File size too big, I put it on my OneDrive.
https://1drv.ms/u/s!Ara31Y5vLih0gak66Glj8-nDInHnnQ

You used a mix of box and surface mapping on the roofs. You probably should use the same method for each of those.

You could first uvmap one roof, then match the rest to the one you did. You can always use the mapping widgets to adjust the uvmapping.

Here a screencast of a potential way of doing the mapping:

I know that I used different methods because I stopped texturing when I saw that Rhino Render is showing something else than Viewport and the same goes for V-Ray. Why it is different in viewport than in render is my concern.

EDIT:
Also the difference in resolution of the texture of the same material and mapped identically (cube matched mapping from the roof on the right) looks weird. Almost like a lens blure from that angle ;).

I don’t see with the red buildings as what you post, the UVs are a bit of a mess there, the surface mapping doesn’t really work for those. I see the same across all display modes and Rhino Render.

Adding to all a box mapping with a box of 100x100x100 gives nicer results in Rendered, Raytraced and Rhino Render.

I’m guessing that a box mapping of 100x100x100 on all buildings will work pretty well.

edit: hadn’t seen the update to your previous post, here a closeup of the roofs using the box mapping:

In some cases you may see some worse resolution in Rendered mode, but I think that is due to mapmapping.

UVs of the red buildings may look strange because whole geometry and mapping were made in grasshopper. To map them I used BoxMapping component from Human plugin. Thankfully they behave well in Unreal Engine. You got only a small piece of the scene. I couldn’t afford to map them individually. Many of them are placed on different angles so match mapping technique would not work well. Thanks to the grasshopper hundreds of them are mapped individually. Anyway, it’s extremely simple geometry.

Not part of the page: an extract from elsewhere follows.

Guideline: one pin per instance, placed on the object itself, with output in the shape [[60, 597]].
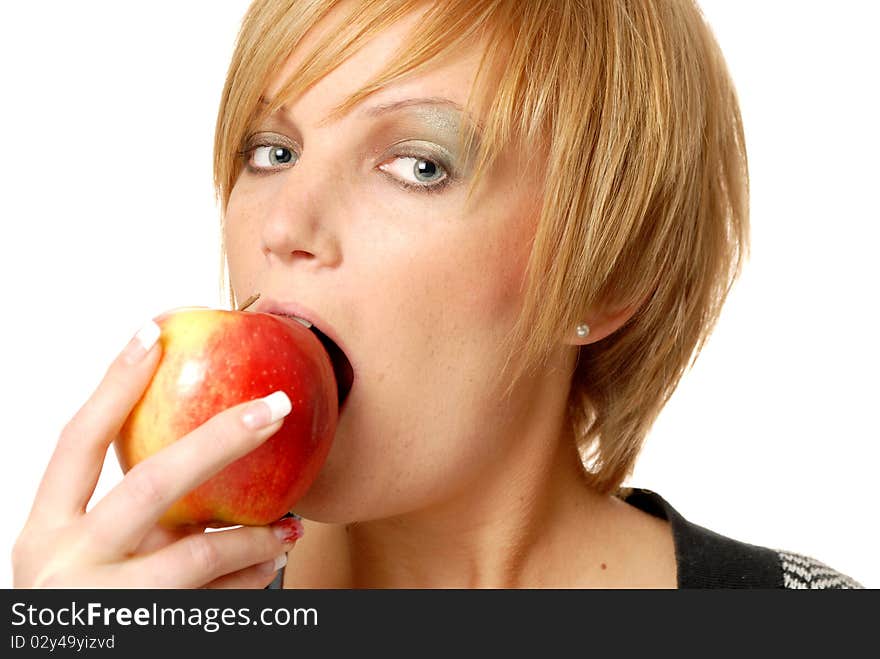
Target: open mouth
[[342, 369], [341, 366]]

Mapping components from Human plugin are a bit limited (but I’m very happy that there are some tools at all - thanks Andrew!) and we really need better grasshopper tools to deal with texture mapping. I will start a topic about that problem soon.

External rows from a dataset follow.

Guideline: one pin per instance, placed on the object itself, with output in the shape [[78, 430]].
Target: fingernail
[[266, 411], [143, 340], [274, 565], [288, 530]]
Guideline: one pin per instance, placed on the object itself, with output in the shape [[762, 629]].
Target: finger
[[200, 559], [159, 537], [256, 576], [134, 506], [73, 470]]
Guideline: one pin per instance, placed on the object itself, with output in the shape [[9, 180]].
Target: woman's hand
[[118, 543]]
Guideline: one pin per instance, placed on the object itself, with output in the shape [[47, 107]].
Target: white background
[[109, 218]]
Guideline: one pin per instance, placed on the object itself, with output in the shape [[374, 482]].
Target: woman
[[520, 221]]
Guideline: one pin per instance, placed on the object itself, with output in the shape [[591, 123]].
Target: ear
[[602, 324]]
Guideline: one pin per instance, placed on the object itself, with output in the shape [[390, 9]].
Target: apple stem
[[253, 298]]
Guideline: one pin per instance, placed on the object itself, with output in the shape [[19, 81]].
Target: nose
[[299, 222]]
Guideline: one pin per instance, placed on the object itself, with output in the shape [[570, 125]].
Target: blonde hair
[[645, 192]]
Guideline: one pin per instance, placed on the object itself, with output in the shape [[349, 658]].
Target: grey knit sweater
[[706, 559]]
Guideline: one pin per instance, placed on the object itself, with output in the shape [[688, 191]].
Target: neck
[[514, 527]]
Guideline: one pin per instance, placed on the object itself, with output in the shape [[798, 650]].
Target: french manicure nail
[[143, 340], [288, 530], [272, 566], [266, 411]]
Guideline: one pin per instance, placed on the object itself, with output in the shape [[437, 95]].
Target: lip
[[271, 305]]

The model you shared had only surface mapping on the objects. Perhaps the baking of them went wrong?

Apparently, it’s how grasshopper components are interpreted at the end. We should ask @andheum to know more about it.

box mapping.gh (5.5 KB)

I don’t have Human, but you should try connecting your final geometry to the Custom Preview component, then switch to Rendered mode. The theory goes that you’ll see whatever the GH custom render mesh is, hopefully including the uvs.

happy to help where I can, but I’m not sure I understand the problem you’re trying to solve.

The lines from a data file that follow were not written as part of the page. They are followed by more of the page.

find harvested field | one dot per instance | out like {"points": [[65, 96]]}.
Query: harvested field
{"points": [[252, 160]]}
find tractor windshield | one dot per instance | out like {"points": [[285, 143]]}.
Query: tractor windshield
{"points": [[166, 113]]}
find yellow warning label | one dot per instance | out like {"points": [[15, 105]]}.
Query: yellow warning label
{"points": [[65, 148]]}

What supposed to be a box mapping is recognized by Rhino as surface mapping and looks almost as box mapping (can be good enough to trick you). After turning on V-ray nothing changes, but after turning on Cycles, created geometry reveals its real nature and UV layout changes.

box mapping human.3dm (147.6 KB)
box mapping.gh (8.7 KB)

I’m just using the RhinoCommon CreateBoxMapping method…

TextureMapping mapping = TextureMapping.CreateBoxMapping(B.Plane, B.X, B.Y, B.Z, true);

@Czaja does that happen also when you switch to Rendered mode before you switch to V-Ray interactive?

Raytraced itself doesn’t do any baking nor UV modifications. Raytraced gets all geometry through the socalled ChangeQueue mechanism.

I haven’t installed Human, since it isn’t in Yak yet (_TestPackageManager, and automatic install from GH).

Mapping stays the same, UV layout changes as soon as I run Cycles Interactive viewport.

@andy, it appears ChangeQueue somehow causes a change of the UV mapping. Could this be related to baking of textures?